I also understand about it being a big deal the first time. But, it also sounds like in this case both parents haven't fully accepted their situation, and haven't let go of the fantasy of the perfect family life. They want to have their cake and eat it too. I don't know what led to their split, but did they not realize things would be different in a non-intact family? I think it's deeply unfair to start a relationship with a new person when you are still grasping and struggling so hard to resolve your issues with your first (or in some cases second!) family. To subject them to constant contact with your prior partner. It is extremely selfish and this tooth fairy f*ckery is just a symptom. Not to mention the child, who could likely give a crap whose house the fricking fairy visits. All this drama in the name of putting the kids first. But it's clearly the bioparents who come first in these high conflict situations! The kids and the steps do the suffering. Edit to add that i think when these skids get so screwed up that their behavior is intolerable and they can't function in society, that's just another example of their parents doing them a huge disservice.

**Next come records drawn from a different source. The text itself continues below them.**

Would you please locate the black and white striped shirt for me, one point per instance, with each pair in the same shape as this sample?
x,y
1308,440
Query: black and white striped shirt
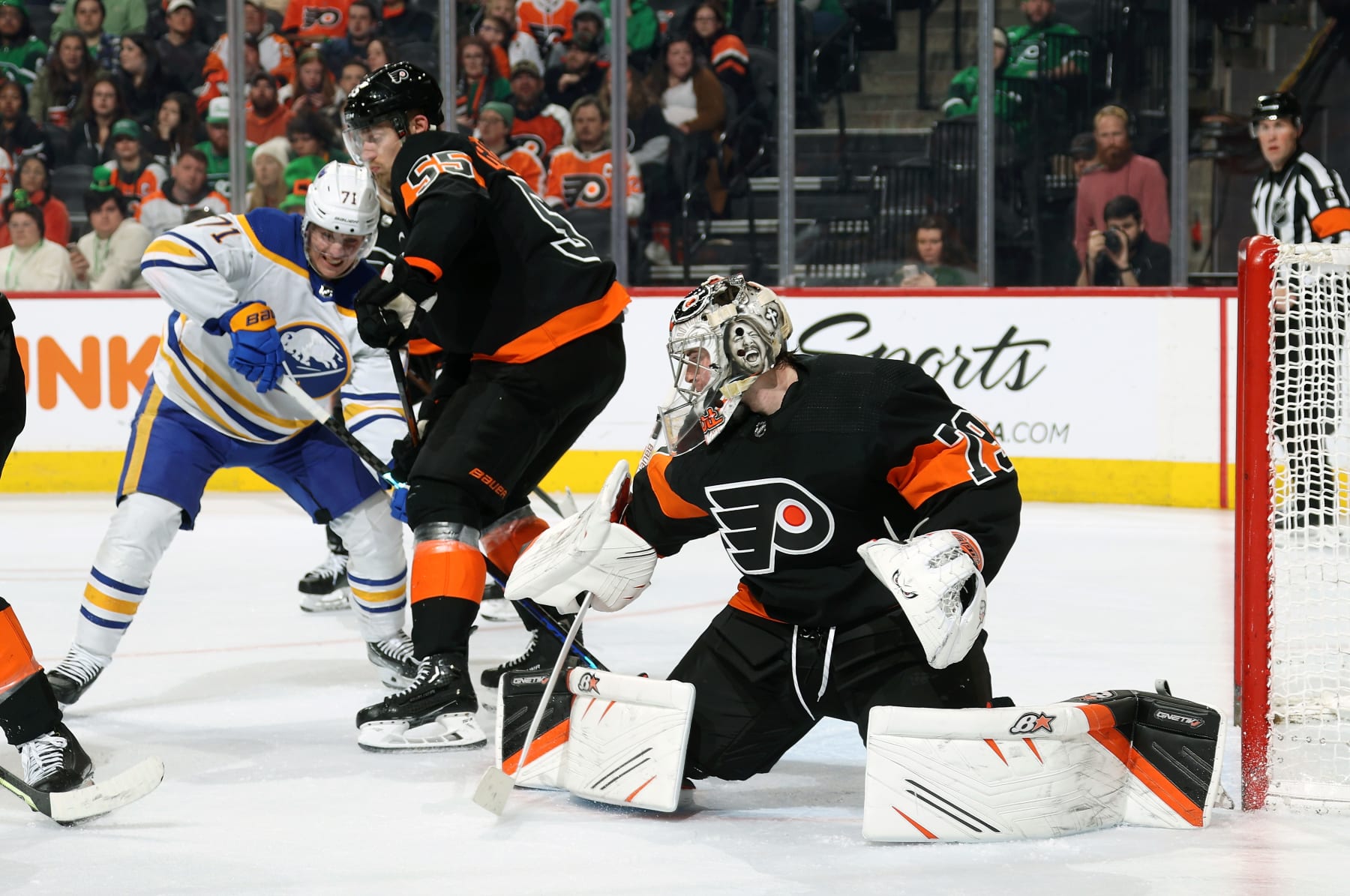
x,y
1304,202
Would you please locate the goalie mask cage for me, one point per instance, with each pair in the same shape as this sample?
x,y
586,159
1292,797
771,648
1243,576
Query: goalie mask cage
x,y
1292,646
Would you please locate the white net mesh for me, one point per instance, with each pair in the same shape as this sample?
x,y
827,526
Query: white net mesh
x,y
1309,760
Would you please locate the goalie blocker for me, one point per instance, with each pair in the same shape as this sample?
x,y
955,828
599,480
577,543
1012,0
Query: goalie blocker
x,y
1103,759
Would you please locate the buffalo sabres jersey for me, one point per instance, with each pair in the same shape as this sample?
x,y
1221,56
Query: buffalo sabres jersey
x,y
206,269
862,448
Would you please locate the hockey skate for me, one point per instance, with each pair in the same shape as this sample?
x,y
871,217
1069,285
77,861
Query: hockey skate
x,y
74,673
394,659
54,761
324,587
435,713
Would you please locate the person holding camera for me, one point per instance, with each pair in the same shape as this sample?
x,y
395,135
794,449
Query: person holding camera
x,y
1122,254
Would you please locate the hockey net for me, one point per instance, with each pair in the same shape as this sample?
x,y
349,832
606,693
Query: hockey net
x,y
1294,529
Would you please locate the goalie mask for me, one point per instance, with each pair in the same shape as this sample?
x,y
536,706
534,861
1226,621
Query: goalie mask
x,y
724,337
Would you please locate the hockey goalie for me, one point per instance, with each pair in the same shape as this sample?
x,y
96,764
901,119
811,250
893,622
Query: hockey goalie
x,y
866,513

HowLongIsForever's picture

I'm surprised this didn't come out of BMs mouth over here.  Her pendulum can never find equilibrium and just sit in stillness.

That aside, the sentiment behind that conversation is that skid is an extension, a possession.  None of this nonsense is about skid experiencing their own life but what mom and dad are owed by virtue of being mom and dad.

It might be due to the "newness" of the situation (because reasonably, nobody thought about the tooth fairy in such detail during a split).  Might even be a little bit of one-upsmanship in there.  Regardless, it's not a healthy or practical approach to raising a child whether or not the family is intact.

Ask BF what he is planning (or hoping) to get out of such an arrangement.  Give him some time to think about it but make him say it out loud.  Then explain to him all of the other healthy, non-detrimental ways he can accomplish that goal.

The more he recognizes these things the less inclined he will be to not only entertain BMs absurdities but compete with them. 

He is not being a bad father or damaging his child if he doesn't go along with her crazy pants schemes.  He would, however, be doing both if he keeps in step with her.  No child is ever responsible for a parent's emotional fulfillment. That neither of the adults in this situation have come to terms with that doesn't bode well for the kid.

 

tog redux's picture

This is crazy. He needs to tell her that wherever the tooth is lost, that's where the Tooth Fairy leaves her money, and that's that. Ignore and no further discussion.  If the tooth falls out at his house - he's the Tooth Fairy and the tooth is his. Same at BM's.

Then ignore, ignore, no further discussion.  This is just another excuse for BM to demand your DH's attention and he fell for it.

It's a freaking tooth. He's going to lose a bunch more.

OR, the alternative is to tell BM she can be the Tooth Fairy 100% and send any fallen-out teeth over there.  Either one is fine, but freaking pick one to stop the unnecessary discussion.